He hath eaten me out of house and home
He hath eaten me out of house and home, he hath
put all my substance into that fat belly of his: but I will have some
of it out again, or I will ride thee a-nights like the mare.
Falstaff:Henry The Fourth, Part 2 Act 2, scene 1, 74–79
I think I am as like to ride the mare if I have any vantage of
ground to get up.
Hostess Quickly of the Boar's-Head Tavern is complaining about her lodger, Sir John Falstaff. The gargantuan knight has been imposing himself and his appetite on the simple woman and has been unforthcoming when faced with the tab. Quickly threatens to visit him like a nightmare; Falstaff retorts with a characteristically obscene reading of her threat.
This famous phrase was first formulated as "He hath eaten me out of house" sometime in the fifteenth century.

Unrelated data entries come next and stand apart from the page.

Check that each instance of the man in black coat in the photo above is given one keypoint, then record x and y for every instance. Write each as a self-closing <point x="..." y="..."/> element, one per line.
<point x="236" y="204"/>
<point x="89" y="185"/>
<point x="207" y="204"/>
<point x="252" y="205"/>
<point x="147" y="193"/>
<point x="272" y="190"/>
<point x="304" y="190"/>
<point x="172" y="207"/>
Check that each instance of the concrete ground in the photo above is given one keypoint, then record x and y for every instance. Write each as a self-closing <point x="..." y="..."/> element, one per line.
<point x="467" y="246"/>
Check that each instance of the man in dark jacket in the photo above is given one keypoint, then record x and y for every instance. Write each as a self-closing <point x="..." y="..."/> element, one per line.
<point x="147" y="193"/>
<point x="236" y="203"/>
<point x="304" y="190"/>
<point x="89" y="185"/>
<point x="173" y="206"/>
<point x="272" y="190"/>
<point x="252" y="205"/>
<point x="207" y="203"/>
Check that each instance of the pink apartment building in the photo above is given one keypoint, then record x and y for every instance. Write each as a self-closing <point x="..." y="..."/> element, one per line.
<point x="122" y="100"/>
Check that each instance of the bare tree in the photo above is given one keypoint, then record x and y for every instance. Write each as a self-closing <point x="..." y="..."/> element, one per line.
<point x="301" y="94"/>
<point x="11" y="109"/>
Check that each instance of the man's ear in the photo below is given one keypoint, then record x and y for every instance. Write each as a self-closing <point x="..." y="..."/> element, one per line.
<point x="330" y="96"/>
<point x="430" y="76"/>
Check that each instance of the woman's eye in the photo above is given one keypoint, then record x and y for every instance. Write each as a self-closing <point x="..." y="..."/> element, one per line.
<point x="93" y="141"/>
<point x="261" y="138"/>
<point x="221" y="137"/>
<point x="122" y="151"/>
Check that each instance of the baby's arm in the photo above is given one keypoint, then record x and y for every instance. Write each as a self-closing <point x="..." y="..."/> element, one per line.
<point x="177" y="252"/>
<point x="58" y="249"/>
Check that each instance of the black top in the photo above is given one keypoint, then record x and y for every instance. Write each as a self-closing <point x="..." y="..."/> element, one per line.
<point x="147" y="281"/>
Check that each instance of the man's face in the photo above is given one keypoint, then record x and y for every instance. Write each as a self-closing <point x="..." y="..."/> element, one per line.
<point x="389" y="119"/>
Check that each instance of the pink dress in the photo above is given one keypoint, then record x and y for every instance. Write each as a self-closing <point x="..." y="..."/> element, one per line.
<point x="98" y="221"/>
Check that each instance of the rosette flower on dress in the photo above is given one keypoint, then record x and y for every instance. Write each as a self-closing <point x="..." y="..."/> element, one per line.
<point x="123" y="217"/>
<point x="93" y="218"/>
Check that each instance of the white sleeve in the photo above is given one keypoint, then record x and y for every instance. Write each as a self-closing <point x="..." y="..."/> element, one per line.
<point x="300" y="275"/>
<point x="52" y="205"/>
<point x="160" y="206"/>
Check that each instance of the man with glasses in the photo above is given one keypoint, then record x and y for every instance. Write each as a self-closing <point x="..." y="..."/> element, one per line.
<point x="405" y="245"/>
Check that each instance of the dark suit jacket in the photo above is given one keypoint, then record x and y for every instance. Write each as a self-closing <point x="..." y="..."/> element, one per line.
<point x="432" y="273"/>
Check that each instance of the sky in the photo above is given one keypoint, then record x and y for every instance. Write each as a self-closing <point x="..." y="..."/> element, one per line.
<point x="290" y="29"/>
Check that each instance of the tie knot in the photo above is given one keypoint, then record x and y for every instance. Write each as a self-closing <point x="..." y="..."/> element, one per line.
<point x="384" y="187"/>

If one liked, he might also have eaten you "out of house and harbor" or "out of doors," but the Bard seems to have originated the current phrase. The formula "out of house and home" itself dates from about the thirteenth century. It's never been clear whether "home" is being distinguished from "house" or whether the phrase is just a piece of poetry. As we have adopted Quickly's phrasing, however, we mean something like "He has consumed not only my provisions, but furthermore my domestic comfort."